Die SPD setzt dabei ganz auf den Schröder-Effekt: „Nach dem Wahlsieg in Niedersachsen und der Nominierung von Gerhard Schröder zum Kanzlerkandidaten ist die SPD bis in die Haarspitzen motiviert“, freut sich Landesgeschäftsführer Christian Kröning. Damit das auch bis zum Schluß so blieb, kamen Gerhard Schröder und Parteichef Oskar Lafontaine zum Wahlkampfabschluß am Freitag nach Kiel. Mit ihrem Ziel – 40 Prozent plus X – will die SPD stärkste kommunalpolitische Kraft bleiben. 1994 erhielten die Sozialdemokraten 39,5 Prozent.

Zudem aber wird die Kommunalwahl auch die erste Probe der seit zwei Jahren existierenden rot- grünen Landeskoalition in Schleswig-Holstein sein. Und passend vor der Wahl hatten sich vergangene Woche die Bündnispartner darüber gestritten, ob und wie die Ostsee-Autobahn A 20 gebaut werden soll. Eine knappe Woche vor der Wahl einigten sich die Koalitionäre, aber so hatte jeder noch einmal die Chance, Profil zu zeigen.

Die Grünen setzen aber vor allem auf ihre kommunalpolitischen Wurzeln.
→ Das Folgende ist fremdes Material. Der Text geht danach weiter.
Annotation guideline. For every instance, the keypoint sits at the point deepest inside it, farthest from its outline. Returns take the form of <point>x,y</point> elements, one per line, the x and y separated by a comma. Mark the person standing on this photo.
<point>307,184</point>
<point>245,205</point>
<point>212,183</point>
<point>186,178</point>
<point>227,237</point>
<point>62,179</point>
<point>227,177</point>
Sie hoffen, daß sie keine Denkzettel für die Forderung nach einem Benzinpreis von fünf Mark und für den Dauerkrach um die A 20 bekommen. Parteisprecherin Birgit Müller: „Wir sind auf kommunaler Ebene auch dann gewählt worden, wenn es auf Landesebene ganz schlecht aussah. Wir hoffen, daß wir das Ergebnis von 10,3 Prozent halten können.“

Zwar spricht auch CDU-Landeschef Peter Kurt Würzbach davon, daß es jetzt um die Repräsentanten vor der eigenen Haustür, im eigenen Dorf und im eigenen Stadtteil geht. Doch zum Endspurt wurde ebenfalls Bonner Politprominenz ins Land geholt: Bundesverkehrsminister Matthias Wissmann und Bundesinnenminister Manfred Kanther. Ansonsten aber bemüht sich Würzbach, den bundespolitischen Aspekt klein zu halten. Es sei sein Wunsch, daß „unsere Schleswig-Holsteiner sich nicht durch das, was in Bonn geschieht, verwirren lassen“, sagte der Unionschef. 1994 erreichte die CDU 37,5 Prozent.

Die FDP, die bisher in fünf von elf Kreisen und keiner der vier kreisfreien Städte vertreten ist und 1994 landesweit bei 4,4 Prozent landete, möchte im März Boden gutmachen. Einen neuen Rekord meldete die Partei der dänischen Minderheit, der Südschleswigsche Wählerverband (SSW): Mit 736 Kandidaten stellt der SSW seine bisher höchste Zahl an Bewerbern auf. Zum ersten Mal überschreitet die Partei der dänischen Minderheit (1994: 2,6 Prozent) auch ihre traditionelle Grenze des Nord-Ostsee-Kanals und damit die Grenze zwischen den Landesteilen Schleswig und Holstein.

Die Nase vorn aber haben die Wählergemeinschaften in den 1.096 Gemeinden: 1.270 Wählergruppen treten an. 1994 waren es 1.257. In 256 Gemeinden hat sogar keine Partei eine Chance, dort gibt es Einheitslisten. Und in 30 Dörfern, die unter 70 Einwohner zählen, entscheidet einmal im Jahr eine Bürgerversammlung.

Zugleich ist die Kommunalwahl voller Premieren: Zum ersten Mal werden in 20 Städten gleichzeitig die Bürgermeister und im Kreis Stormarn auch der Landrat direkt vom Wahlvolk bestimmt. Gewählt werden die Parlamente zudem statt wie bisher auf vier auf fünf Jahre. Zum ersten Mal dürfen rund 56.000 Jugendliche mit 16 und 17 Jahren wählen gehen. Schleswig- Holstein ist das zweite Land nach Niedersachsen, das das Wahlalter gesenkt hat. Ebenfalls Wahl-Premiere ist für rund 30.000 EU-Bürger, und gemeinsam mit den Jugendlichen sorgen sie für die neue Rekordzahl von 2,2 Millionen Wahlberechtigten.